Representing Garland ISD at the national level, Rowlett High School junior Henry Dinkens and Lakeview Centennial High School senior Valissa Tate were recently recognized by the district’s Board of Trustees for bringing home gold and silver medals. Both participated in ACT-SO competition, which stands for Afro-Academic, Cultural, Technological and Scientific Olympics. This yearlong enrichment program is designed to stimulate, improve and enhance academic and cultural achievement among African-American high school students. Supported by dedicated and committed community volunteers who are professionals from fields in the sciences, humanities, performing arts, visual arts and business, they serve as mentors and coaches, working one-on-one with competitors in the various categories.

Dinkens and Tate’s journey began at the local level with the Garland NAACP, where they competed in painting and drawing categories, respectively. Winning first place, they were among just 2,000 students to advance to the national ACT-SO finals at the annual NAACP convention.
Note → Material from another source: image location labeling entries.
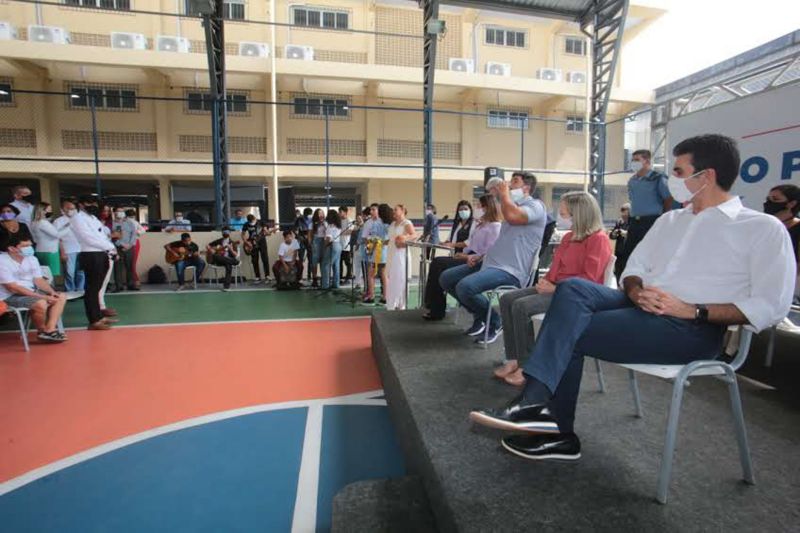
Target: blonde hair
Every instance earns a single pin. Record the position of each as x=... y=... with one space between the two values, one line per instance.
x=585 y=213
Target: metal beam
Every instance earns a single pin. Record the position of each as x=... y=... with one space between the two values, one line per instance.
x=430 y=12
x=215 y=48
x=603 y=24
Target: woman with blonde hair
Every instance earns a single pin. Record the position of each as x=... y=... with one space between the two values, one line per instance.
x=584 y=252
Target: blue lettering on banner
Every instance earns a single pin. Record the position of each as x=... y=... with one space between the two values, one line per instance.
x=791 y=164
x=762 y=167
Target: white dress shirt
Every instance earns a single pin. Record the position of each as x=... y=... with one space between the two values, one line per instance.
x=727 y=254
x=91 y=233
x=68 y=239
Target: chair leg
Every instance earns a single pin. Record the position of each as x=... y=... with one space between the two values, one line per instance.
x=665 y=473
x=637 y=400
x=771 y=346
x=739 y=427
x=601 y=382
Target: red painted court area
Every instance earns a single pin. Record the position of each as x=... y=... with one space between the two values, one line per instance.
x=101 y=386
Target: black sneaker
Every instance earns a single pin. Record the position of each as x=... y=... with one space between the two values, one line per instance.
x=476 y=329
x=534 y=418
x=563 y=447
x=491 y=337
There, Dinkens took gold in drawing, and Tate took silver in painting.

But beyond just bringing attention to Garland ISD across the United States, Dinkens and Tate also earned scholarship money. Dinkens received $2,000, and Tate was awarded $1,500.

GISD Trustees recognized both with an Evidence of Excellence award at their Nov. 11 meeting.

“I’m blessed to be here,” said Tate during the recognition. “The purple in my drawing is supposed to represent my cousin that passed away from epilepsy. My face is melting—it’s going from a light purple to a black—because that’s the pain and the anger and sadness that I might feel throughout my life. I’m keeping myself together with my hand, and the background is supposed to represent God and my family that supported me.”